Because most helping professionals, including teachers, experience themselves as fair and decent people who are incapable of causing deliberate racist harm toward our students of color, it can be difficult to see microaggressions as they are happening because they are so often invisible to authority figures who are accustomed to swimming in a soup of white privilege. Yet I must continue to practice noticing my own white racial identity in order to develop this capacity in my conscious mind and social practice.

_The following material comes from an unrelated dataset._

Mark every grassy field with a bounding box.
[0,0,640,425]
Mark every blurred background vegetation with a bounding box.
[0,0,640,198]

For me, the most urgent idea in this article was the fact that when racial microaggressions continue to occur within a cross-racial therapeutic context without being noticed, named, and addressed, clients of color are at risk of not continuing in their own work of inner development. To put it in the context of my classroom, if students perceive that I perceive myself to have no responsibility for noticing, naming, and addressing racial injustices at the micro- level within our relationship, then they are more likely to become discouraged and give up.

I don't know where all this thinking is going to take me. I only know that framing the cross-racial teaching and learning relationship as a therapeutic alliance feels transformative to me. And that means I need to keep investigating my role in it.